Ale gruziński numer jeden odegrał kluczową rolę w zdobyciu cennych i imponujących trzech punktów przeciwko drużynie Carlo Ancelottiego, otrzymując znakomitą ocenę 9.1 w serwisie FotMob.
Mamardaszwili popisał się aż ośmioma niesamowitymi interwencjami, zapobiegając stracie 2.28 bramki według danych statystycznych.
Jedną z tych interwencji była obrona rzutu karnego wykonywanego przez Viníciusa Juniora w 13. minucie – Gruzin obronił strzał nogą, nisko przy lewym słupku.
Było to przy stanie 0:0, a już minutę później Valencia objęła prowadzenie po strzale głową Mouctara Diakhaby’ego.
Real wyrównał po trafieniu Viniciusa w drugiej połowie, ale w doliczonym czasie gry Hugo Duro zdobył bramkę na wagę sensacyjnego zwycięstwa drużyny Mamardaszwilego.
Wśród najjaśniejszych momentów bramkarza znalazła się akrobatyczna parada po strzale z dystansu Kyliana Mbappé oraz błyskawiczna, kocia interwencja, która zatrzymała uderzenie Federico Valverde z bliskiej odległości. Świetny niski blok w stylu Alissona powstrzymał z kolei Antonio Rüdigera przed zdobyciem wyrównującej bramki w końcówce meczu.
To było ogromne zwycięstwo dla Valencii, które oddaliło ich o siedem punktów od strefy spadkowej — choć mają rozegrany jeden mecz więcej niż drużyny znajdujące się na dnie tabeli.
Po meczu Mamardaszwili zamieścił w mediach społecznościowych zdjęcie swoich nagolenników, na których widniał napis: - Bądź kimś, kto zmienia grę. Świat jest pełen graczy. Mentalność na najwyższym poziomie — bez dwóch zdań.
W zeszłym miesiącu Mamardaszwili jasno przedstawił swoje ambicje — chce przejść do Liverpoolu jako pierwszy bramkarz, a nie jako rezerwowy dla Alissona.
- Jadę do Liverpoolu, by walczyć o miejsce numer jeden – zapewnił stanowczo.
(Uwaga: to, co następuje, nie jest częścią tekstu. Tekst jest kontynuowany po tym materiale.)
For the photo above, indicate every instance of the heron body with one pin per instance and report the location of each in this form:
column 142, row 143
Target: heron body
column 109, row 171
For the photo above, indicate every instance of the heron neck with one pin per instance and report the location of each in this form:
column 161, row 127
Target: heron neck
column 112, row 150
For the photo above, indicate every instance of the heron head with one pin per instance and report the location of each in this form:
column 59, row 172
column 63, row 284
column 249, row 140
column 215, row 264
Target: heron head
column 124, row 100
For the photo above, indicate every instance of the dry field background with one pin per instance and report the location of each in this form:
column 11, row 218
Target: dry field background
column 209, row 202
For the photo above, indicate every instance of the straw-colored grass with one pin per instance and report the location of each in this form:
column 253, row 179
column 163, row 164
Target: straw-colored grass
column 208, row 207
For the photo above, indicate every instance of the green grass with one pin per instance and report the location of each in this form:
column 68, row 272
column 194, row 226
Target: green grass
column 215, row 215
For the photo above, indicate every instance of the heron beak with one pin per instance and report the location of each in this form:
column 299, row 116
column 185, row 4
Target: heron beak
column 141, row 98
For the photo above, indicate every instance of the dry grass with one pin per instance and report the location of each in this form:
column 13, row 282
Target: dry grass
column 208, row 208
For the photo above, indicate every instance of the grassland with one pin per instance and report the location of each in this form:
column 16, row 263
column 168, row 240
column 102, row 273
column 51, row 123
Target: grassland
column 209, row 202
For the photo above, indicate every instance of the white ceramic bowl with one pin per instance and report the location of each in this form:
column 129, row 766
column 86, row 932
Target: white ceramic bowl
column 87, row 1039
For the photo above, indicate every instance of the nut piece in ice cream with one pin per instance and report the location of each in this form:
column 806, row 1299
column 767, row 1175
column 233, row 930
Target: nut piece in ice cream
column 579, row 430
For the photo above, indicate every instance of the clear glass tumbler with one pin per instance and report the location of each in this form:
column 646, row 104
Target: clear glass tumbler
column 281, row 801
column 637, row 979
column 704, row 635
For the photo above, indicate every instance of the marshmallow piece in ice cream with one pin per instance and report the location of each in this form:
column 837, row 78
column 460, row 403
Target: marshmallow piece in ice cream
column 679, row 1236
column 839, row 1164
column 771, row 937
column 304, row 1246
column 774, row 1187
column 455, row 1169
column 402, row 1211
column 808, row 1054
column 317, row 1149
- Pojadę tam, by trenować na najwyższym poziomie, a co zdecydują później, tego nie wiem. To nie ja decyduję, kto gra, a kto nie.
24-latek jasno wyraził swoje ambicje – już w październiku mówił, że celuje w rolę pierwszego bramkarza „nawet jeśli obecny golkiper nie odejdzie”.
To stawia przed Liverpoolem ciekawy dylemat na lato, choć wszystko wskazuje na to, że Caoimhín Kelleher opuści klub. W takiej sytuacji Liverpool prawdopodobnie zatrzyma Alissona na jeszcze jeden sezon, dając Mamardaszwilemu czas na aklimatyzację przed przejęciem roli numer jeden.